The Prosecutor of the ICC has opened an investigation into a number of cases that were referred to him by the Security Council, based on the report of the International Commissioner of Inquiry on Darfur established by the Secretary-General. He says that his investigation, which has only just begun, needs the sustained co-operation of national and international authorities, including the African Union, as required by the Security Council. Clearly he will get nothing from Khartoum. If witnesses are to be persuaded to make statements, they will need protection. Although there was a great deal of self-congratulation about the precedent of getting a reference to the ICC through the Security Council, war criminals have nothing to fear unless there is a determined and systematic campaign to collect and store the evidence.
After Srebrenica and Rwanda there was a lot of hand-wringing. There were inquiries into the failure of the international community to respond in time, or with effective force, to the threat of genocide and mass murder. The cardinal lesson of Srebrenica, according to the Secretary-General, was:
"that a deliberate and systematic attempt to terrorise, expel or murder an entire people must be met decisively with all necessary means, and with the political will to carry the policy through to its logical conclusion".
In his comment on the official report on Rwanda, he said:
"All of us must bitterly regret that we did not do more to prevent it. There was a United Nations force in the country at the time, but it was neither mandated nor equipped for the kind of forceful action that would have been needed to prevent or halt the genocide. On behalf of the United Nations, I acknowledge this failure and express my deep remorse".

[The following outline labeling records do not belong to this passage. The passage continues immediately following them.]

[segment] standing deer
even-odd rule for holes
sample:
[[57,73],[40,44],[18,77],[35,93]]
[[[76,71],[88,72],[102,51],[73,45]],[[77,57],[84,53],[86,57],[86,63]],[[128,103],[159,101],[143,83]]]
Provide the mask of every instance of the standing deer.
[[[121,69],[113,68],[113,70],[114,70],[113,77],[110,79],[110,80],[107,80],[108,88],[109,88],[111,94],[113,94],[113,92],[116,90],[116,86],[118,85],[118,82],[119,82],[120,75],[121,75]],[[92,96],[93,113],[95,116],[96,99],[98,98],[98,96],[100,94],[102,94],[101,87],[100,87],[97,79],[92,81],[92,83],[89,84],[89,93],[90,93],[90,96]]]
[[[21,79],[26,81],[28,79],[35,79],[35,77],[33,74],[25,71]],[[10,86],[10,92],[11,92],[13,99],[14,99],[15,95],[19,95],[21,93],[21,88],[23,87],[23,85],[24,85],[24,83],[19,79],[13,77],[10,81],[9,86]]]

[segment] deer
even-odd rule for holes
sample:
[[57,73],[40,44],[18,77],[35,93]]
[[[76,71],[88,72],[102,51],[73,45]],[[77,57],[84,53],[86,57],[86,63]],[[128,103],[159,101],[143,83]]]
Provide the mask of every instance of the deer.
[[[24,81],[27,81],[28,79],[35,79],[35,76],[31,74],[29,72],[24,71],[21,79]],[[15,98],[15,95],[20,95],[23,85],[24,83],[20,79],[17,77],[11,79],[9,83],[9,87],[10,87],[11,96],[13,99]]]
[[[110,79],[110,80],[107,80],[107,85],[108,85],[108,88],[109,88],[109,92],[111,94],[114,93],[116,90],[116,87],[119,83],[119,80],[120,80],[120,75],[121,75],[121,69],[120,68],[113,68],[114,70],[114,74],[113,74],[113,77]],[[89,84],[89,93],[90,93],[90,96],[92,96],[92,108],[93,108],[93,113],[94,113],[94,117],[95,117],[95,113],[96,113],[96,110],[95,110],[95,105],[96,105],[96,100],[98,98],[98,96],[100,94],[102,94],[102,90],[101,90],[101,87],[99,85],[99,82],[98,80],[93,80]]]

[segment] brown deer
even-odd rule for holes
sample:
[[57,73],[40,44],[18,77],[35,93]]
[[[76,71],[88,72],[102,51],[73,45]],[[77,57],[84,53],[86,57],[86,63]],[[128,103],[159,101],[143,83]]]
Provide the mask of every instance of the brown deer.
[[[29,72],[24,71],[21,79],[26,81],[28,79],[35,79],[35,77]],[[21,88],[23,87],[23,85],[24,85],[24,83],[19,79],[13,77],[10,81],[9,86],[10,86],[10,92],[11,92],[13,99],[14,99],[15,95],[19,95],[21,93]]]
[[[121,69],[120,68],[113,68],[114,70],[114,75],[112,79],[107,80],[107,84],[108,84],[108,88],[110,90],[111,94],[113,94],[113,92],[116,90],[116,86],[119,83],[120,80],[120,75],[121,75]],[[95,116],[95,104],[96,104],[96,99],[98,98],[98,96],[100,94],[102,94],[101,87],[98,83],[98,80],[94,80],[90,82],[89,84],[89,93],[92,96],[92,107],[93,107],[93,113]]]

Yesterday, Mr Annan said he was gravely concerned about the worsening situation in Darfur and urged the Security Council and the donor community to do everything possible to assist AMIS. But that has all been said before. The very least we should and can do now is to call an emergency meeting of the Security Council and invite the AU and its commander in Darfur to attend, bringing proposals for protecting civilians from further attack, disarming the Janjaweed and bringing to justice those who are still perpetrating war crimes and crimes against humanity.